I wonder how small my butt will look when my stomach is finally the biggest thing on my body. Heh, I find that thought to be hilarious. Don't ask me why I do, it just makes me laugh to think about.
So Chris has been gone for the past week for National Guard annual training. Holy crap, it sucks. Yes, that's why I had to take my belly picture myself and cut off my own sweet pretty head. Aside from the obvious annoyance of not having my husband around to do my bidding (another thought that makes me chuckle), and well I'm pretty attached to the guy and I hate it when he's away, my main complaint at his absence is that his dog is driving me COMPLETELY INSANE. Buddy has always had the occasional bout of managing to get out of the back yard while we're not paying attention and wreaking havoc (read: sniffing butts) around the general vicinity, but he usually stops doing it after a couple of days of us keeping a super tight watch on him and taking some sort of measure to find and close up wherever he has escaped. Right now, however, he has gotten out pretty much every day that Chris has been gone.
This little dog may seem like he's a sleepy, droopy eyed, and laid back basset hound, but he has a secret side of neurotic thrown in there. Any kind of change completely flips him out. Like when we moved the dogs' kennels from the living room to the back bed room, he started peeing in the house randomly. Um, what? And he completely adores Chris.

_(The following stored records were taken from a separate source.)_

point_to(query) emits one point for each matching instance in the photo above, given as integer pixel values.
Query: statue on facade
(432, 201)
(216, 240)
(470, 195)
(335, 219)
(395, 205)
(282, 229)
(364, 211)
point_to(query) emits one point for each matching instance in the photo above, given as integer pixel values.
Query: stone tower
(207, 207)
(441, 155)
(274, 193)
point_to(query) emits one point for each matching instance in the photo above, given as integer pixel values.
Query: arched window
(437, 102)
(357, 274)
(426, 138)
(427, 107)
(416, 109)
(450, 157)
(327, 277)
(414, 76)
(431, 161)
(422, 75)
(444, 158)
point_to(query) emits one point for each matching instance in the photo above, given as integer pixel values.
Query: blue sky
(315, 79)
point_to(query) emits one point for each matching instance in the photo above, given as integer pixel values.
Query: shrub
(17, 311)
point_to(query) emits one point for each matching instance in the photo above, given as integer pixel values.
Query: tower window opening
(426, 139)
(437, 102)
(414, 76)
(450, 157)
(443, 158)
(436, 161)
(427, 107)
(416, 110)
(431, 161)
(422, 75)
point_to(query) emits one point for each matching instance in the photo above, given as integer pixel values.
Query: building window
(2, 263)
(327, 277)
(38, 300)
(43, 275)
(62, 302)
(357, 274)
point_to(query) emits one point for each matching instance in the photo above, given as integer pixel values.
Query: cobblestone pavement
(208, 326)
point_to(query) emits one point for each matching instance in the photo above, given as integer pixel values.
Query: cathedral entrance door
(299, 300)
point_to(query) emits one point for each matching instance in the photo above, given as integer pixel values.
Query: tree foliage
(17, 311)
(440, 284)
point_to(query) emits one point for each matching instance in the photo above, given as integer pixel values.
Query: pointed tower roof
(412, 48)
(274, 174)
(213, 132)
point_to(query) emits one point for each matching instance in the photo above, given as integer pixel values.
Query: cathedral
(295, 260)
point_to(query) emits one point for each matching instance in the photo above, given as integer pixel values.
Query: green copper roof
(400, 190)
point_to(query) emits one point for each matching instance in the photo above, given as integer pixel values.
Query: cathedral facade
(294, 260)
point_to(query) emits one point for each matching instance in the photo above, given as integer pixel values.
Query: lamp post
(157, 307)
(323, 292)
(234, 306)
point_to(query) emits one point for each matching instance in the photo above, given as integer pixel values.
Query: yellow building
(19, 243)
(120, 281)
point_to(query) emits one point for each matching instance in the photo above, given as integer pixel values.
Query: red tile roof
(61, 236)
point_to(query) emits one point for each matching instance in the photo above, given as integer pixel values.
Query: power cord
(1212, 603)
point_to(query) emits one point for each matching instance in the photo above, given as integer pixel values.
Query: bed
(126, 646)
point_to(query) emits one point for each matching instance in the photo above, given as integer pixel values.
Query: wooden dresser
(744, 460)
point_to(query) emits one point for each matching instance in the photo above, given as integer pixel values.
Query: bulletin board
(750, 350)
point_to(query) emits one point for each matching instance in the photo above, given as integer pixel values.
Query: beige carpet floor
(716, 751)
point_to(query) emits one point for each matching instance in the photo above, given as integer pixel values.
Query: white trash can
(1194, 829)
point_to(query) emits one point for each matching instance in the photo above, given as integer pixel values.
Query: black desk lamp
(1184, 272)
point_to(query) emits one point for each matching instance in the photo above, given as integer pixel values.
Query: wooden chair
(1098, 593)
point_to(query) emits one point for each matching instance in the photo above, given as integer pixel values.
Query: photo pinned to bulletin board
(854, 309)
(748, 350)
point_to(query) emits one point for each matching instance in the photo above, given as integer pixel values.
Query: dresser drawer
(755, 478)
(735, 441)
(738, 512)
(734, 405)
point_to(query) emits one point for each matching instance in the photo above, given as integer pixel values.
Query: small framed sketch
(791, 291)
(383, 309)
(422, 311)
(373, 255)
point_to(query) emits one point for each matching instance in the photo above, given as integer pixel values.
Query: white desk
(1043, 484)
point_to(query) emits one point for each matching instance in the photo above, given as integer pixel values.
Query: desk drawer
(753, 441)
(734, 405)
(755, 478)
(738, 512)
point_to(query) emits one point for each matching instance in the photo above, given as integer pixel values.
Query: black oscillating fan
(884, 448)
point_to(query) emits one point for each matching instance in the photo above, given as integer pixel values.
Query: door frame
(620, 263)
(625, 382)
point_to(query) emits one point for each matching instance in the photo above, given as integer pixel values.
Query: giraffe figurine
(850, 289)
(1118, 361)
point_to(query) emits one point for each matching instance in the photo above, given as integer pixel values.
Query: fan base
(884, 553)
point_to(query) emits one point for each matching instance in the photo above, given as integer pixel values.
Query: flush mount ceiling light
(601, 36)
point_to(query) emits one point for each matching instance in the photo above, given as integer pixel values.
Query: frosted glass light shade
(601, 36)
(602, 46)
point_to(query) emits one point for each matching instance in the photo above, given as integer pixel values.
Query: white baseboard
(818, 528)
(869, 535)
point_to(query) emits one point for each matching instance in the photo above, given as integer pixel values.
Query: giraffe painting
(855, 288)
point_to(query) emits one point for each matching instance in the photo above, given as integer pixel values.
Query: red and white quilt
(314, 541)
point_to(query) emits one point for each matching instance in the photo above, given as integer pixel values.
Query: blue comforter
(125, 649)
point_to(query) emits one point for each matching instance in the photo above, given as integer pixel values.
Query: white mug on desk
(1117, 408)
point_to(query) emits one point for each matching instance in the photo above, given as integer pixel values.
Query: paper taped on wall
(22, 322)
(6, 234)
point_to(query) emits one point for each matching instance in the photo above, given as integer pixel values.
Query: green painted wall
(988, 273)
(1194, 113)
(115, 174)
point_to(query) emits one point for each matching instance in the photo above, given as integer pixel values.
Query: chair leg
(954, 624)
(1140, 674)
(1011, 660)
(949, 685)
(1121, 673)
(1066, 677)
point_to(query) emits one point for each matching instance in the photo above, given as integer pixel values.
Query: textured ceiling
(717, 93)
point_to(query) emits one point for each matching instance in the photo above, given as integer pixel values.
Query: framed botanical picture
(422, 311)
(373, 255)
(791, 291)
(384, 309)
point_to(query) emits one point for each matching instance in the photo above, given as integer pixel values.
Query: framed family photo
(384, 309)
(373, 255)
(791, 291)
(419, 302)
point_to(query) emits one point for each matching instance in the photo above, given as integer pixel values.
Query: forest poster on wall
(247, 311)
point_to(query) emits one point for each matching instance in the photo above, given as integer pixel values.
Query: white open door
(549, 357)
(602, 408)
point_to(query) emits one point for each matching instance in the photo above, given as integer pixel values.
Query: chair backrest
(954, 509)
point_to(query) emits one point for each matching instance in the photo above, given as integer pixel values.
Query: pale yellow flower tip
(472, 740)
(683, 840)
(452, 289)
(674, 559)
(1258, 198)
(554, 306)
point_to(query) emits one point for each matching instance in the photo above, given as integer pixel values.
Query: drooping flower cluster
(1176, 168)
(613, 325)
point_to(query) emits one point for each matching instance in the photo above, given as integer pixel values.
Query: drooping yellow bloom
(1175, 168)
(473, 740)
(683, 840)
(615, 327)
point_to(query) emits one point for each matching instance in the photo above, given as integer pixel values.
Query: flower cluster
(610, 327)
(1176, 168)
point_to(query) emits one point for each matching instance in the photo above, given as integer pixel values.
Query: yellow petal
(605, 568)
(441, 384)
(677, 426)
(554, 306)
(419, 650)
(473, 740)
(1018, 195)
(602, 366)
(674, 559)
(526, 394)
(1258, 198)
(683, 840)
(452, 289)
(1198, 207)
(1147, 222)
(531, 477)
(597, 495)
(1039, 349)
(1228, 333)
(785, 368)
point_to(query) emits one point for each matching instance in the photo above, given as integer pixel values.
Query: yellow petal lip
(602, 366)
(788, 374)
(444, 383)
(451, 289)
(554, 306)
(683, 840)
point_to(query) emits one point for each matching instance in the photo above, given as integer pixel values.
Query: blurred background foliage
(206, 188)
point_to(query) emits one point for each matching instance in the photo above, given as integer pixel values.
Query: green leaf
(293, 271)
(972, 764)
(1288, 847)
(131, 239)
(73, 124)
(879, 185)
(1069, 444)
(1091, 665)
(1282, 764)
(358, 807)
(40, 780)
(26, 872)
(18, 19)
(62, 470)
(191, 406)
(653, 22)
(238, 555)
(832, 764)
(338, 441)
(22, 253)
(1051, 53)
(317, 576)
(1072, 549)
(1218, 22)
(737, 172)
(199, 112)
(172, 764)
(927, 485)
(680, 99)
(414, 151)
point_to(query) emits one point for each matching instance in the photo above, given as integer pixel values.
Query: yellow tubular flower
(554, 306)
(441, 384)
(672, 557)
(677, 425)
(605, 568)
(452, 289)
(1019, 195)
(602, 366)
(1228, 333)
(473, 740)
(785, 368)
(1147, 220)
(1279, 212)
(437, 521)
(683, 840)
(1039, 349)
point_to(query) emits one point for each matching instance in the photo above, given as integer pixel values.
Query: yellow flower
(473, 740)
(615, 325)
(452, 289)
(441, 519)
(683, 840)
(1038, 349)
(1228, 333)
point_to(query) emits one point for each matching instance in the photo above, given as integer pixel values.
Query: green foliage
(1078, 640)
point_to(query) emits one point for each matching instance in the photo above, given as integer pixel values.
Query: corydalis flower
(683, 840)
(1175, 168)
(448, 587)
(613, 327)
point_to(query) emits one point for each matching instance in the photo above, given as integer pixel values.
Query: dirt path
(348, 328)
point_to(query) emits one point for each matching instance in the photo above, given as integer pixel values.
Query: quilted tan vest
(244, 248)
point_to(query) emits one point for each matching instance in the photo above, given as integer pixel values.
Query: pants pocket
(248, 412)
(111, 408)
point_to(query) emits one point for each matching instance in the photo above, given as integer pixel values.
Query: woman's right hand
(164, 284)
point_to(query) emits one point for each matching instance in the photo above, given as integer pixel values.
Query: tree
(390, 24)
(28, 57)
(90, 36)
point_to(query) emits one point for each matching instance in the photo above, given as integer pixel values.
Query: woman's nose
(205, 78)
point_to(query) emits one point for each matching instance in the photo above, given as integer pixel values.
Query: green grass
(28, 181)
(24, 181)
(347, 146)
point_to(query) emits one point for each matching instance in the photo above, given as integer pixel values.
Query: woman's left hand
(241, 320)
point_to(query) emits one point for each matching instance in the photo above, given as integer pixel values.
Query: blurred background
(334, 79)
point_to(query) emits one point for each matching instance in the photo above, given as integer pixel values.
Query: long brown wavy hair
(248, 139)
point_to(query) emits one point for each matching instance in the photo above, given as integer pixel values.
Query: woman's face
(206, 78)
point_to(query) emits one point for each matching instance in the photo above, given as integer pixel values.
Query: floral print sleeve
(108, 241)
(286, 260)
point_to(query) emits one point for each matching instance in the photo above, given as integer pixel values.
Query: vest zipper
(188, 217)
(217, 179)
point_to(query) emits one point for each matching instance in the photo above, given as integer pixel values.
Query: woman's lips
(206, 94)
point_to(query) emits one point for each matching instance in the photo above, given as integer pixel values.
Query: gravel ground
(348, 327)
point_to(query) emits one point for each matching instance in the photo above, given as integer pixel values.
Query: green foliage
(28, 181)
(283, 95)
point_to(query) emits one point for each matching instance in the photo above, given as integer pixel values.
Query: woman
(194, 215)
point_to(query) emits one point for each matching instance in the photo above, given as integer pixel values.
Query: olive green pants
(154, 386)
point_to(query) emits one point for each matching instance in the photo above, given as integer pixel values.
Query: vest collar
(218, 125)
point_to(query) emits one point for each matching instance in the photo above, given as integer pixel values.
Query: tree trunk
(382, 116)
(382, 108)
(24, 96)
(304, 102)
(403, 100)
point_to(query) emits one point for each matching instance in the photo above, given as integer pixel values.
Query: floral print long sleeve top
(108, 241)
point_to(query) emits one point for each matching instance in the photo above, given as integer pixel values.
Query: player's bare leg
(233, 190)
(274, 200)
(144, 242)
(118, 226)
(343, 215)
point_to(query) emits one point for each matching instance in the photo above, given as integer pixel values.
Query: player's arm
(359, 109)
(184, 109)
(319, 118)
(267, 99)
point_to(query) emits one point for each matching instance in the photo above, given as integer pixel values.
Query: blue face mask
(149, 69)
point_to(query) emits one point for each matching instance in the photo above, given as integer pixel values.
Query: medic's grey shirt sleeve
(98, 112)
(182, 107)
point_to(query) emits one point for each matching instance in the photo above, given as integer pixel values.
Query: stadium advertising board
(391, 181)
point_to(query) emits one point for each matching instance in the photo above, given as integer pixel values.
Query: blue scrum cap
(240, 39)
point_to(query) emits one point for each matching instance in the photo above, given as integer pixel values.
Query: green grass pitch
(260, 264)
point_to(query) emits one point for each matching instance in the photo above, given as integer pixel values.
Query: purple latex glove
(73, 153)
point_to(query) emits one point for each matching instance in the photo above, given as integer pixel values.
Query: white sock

If I wake up before him on the weekend and I come into the living room, Buddy will go and wait for Chris in the hallway and scratch at the baby gate that we put there to keep him from scratching on our bedroom door. If Chris takes too long to get up, Buddy will whine. So I'm pretty sure he's breaking out because Chris isn't here, and he's a nervous freak. Well, my single consolation is that he hasn't been eating his poop lately. So at least I have that.
Anyway, you should see the mess of scrap wooden boards I screwed and nailed all of the whole at the bottom of our porch (where he was getting out this time). He's a crafty little butt and kept finding flaws in my defenses, so I'd have to add another board or two every time. Ha! Man, is it ghetto. But I think I've finally defeated him... hopefully. Every time I think I have, he gets out again.
So that's my news. I'm ready for my husband to come home because he's pretty entertaining and fun to be around. Oh, and also, a friend of mine at work told me her daughter is getting her maternity clothes together and is going to give them to me. How awesome is that?! And yes, I am wearing some maternity tops, and yes, it is only so people will think I'm actually pregnant and not just chubbing out. I'm still roomy in all my pre-pregnancy pants and I'm still comfy in all my old tops, too. I'm really interested in knowing how I'm going to be carrying this baby, and if it will be anything like what I imagined. Oh well, I guess we'll find out soon. This baby is definitely wiggling and growing and will make his/her presence known to the public soon.